Detailed Summary
Introduction and Housekeeping (0:08 - 2:39)
The session begins with housekeeping notes, including the webinar's estimated 45-minute duration, instructions for Q&A, and confirmation that a recording will be sent to registrants. Cornelia Davis, a Developer Advocate at Temporal, introduces herself, highlighting her background in distributed systems and microservices. Josh Smith, a Solution Architect at Temporal, also introduces himself, noting his two-year anniversary at Temporal and his experience in AI and building distributed systems.
Understanding Context Engineering (2:39 - 11:29)
This section defines context engineering as a superset of prompt engineering, focusing on managing all contextual information provided to an LLM, not just user prompts. It emphasizes the importance of structuring and curating this context to help LLMs make reasonable decisions and avoid issues like context poisoning, distraction, and clashes. The discussion highlights that context engineering is akin to a new form of programming, requiring careful consideration of what information to include and exclude from the LLM's context window.

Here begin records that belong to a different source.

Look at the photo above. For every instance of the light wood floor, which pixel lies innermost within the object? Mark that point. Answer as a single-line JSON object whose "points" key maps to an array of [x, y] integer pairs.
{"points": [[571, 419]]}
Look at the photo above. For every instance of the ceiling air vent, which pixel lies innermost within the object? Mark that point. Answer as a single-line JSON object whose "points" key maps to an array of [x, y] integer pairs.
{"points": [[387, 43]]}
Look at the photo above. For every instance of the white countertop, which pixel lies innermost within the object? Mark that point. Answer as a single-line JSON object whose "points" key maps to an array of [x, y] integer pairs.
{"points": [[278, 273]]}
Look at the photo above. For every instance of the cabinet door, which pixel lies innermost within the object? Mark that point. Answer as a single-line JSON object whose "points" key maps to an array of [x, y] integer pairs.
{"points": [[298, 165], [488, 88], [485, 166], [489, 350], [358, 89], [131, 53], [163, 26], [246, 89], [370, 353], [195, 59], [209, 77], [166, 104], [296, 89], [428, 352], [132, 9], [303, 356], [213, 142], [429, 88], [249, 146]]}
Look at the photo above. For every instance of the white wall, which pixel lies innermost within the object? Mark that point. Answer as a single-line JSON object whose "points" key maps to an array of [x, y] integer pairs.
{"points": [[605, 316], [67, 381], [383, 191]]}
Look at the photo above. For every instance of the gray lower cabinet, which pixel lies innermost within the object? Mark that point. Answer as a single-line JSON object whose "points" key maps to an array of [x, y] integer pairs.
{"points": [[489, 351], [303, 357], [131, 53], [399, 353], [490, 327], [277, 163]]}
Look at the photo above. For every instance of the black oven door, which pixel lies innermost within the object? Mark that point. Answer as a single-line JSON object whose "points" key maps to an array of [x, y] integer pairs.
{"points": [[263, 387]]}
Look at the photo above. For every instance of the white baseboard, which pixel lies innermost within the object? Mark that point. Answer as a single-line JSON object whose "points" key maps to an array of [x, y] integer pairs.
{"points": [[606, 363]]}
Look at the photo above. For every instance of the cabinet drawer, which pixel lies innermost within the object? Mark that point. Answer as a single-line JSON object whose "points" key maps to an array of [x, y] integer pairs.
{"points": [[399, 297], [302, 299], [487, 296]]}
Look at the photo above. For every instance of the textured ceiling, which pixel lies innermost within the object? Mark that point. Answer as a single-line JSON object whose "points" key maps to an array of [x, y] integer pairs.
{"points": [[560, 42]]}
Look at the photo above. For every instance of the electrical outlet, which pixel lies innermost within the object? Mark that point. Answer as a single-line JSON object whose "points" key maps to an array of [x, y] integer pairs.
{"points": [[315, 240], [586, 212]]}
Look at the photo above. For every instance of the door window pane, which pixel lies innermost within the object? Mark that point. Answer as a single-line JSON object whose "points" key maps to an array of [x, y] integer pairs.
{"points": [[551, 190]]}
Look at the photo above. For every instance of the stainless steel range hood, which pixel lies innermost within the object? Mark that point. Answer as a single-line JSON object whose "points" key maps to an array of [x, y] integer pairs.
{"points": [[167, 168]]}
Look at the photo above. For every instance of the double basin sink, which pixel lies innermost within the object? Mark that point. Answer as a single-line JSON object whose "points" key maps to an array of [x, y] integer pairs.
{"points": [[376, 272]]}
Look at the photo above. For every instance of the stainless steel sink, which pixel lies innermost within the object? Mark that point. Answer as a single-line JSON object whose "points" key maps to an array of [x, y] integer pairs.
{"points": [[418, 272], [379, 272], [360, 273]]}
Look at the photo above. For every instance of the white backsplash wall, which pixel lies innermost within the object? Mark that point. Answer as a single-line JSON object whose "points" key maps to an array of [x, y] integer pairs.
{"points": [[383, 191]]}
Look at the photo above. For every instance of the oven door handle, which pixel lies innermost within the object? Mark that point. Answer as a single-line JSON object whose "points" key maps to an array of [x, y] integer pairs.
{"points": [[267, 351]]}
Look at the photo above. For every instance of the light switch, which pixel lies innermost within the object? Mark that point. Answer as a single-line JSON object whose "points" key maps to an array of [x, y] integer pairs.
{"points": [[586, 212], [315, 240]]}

An image from Anthropic is used to illustrate the complexity of context engineering compared to simpler prompt engineering.
Common Context Engineering Struggles and Solutions (11:29 - 13:50)
The presentation outlines three key areas of context engineering that will be addressed: scoping agents, providing the right data at the right time, and managing conversation history. Josh Smith takes over to demonstrate the first two points, emphasizing the importance of giving agents focused tasks to ensure reliability.
Demo: Monolithic vs. Micro-Agents (13:50 - 29:35)
Josh demonstrates the pitfalls of monolithic agents by attempting to make a single agent perform multiple tasks. He first shows a working system with a micro-agent architecture for an order management system, where separate agents handle detection, analysis, planning, and reporting, with a human approval step. This system reliably identifies and resolves issues like low inventory or late payments. He then contrasts this by running a "monolith agent" that attempts to do everything. While the demo agent unexpectedly worked well, Josh explains that in previous tests, monolithic agents often became unpredictable, hallucinated problems, gave confusing responses, or were unsure about tool usage. He highlights that monolithic agents are harder to debug, more expensive to retry due to larger context windows, and lack crucial human-in-the-loop steps.
Design Guidance for Agents (29:35 - 35:36)
Josh provides design guidance based on his experience: agents should handle one specific task well (micro-agents), workflows should orchestrate multiple agents and their context, and agents should be given only the necessary tools and information. He strongly recommends separate planning, human-in-the-loop, and execution steps for better visibility and reliability. Creating reports is crucial for understanding agent actions, especially for monolithic agents. Temporal's child workflows or Nexus workflows are suggested for managing long-running sub-agents or tool calls. He concludes by stating that Temporal makes it easy to manage context effectively by returning only necessary information from activities.
Managing Conversation History and Context Pruning (35:36 - 43:00)
Cornelia Davis takes over to discuss managing long-running agent conversations and the need for history pruning. She explains that excessive conversation history can lead to LLM confusion and slow response times. Summarization is introduced as a key pruning technique, where a long history is condensed into a summary to seed future conversations, often using a separate LLM. Other techniques include trimming the oldest parts of the history. Additional concerns like auditability, provenance, and the mechanics of when and how to prune are also highlighted.
Demo: Conversation History Management with Temporal (43:00 - 53:26)
Cornelia demonstrates a chat interface where an LLM acts as both the assistant and a simulated user. She shows how a long conversation history can lead to the LLM (acting as the user) becoming confused and repetitive. To address this, she introduces a summarize command that, when triggered, uses Temporal's continue as new feature. This feature stops the current workflow run and starts a new one with the same workflow ID, but with the conversation history replaced by a summary generated by an LLM. This preserves auditability of the original conversation while providing a concise context for the new workflow run. She also demonstrates a durable timer that automatically triggers summarization after a period of user inactivity, even if the worker is temporarily offline, showcasing Temporal's ability to manage long-running processes and context reliably.
Cornelia and Josh summarize the key takeaways: scoping micro-agents with Temporal activities or child workflows, managing durable and ephemeral context within workflows and activities, and using continue as new and durable timers for conversation history management. They provide resources including a blog post, demo code repositories, and invite attendees to a future webinar on "Human in the Loop" on November 6th. They also address audience questions, discussing how to prevent summarization from losing key details (using guard rails and evals) and the tools used (Temporal, Python, Light LLM). They explain how Temporal's workflow and worker architecture inherently handles concurrency and context isolation, preventing clashes between different agent conversations.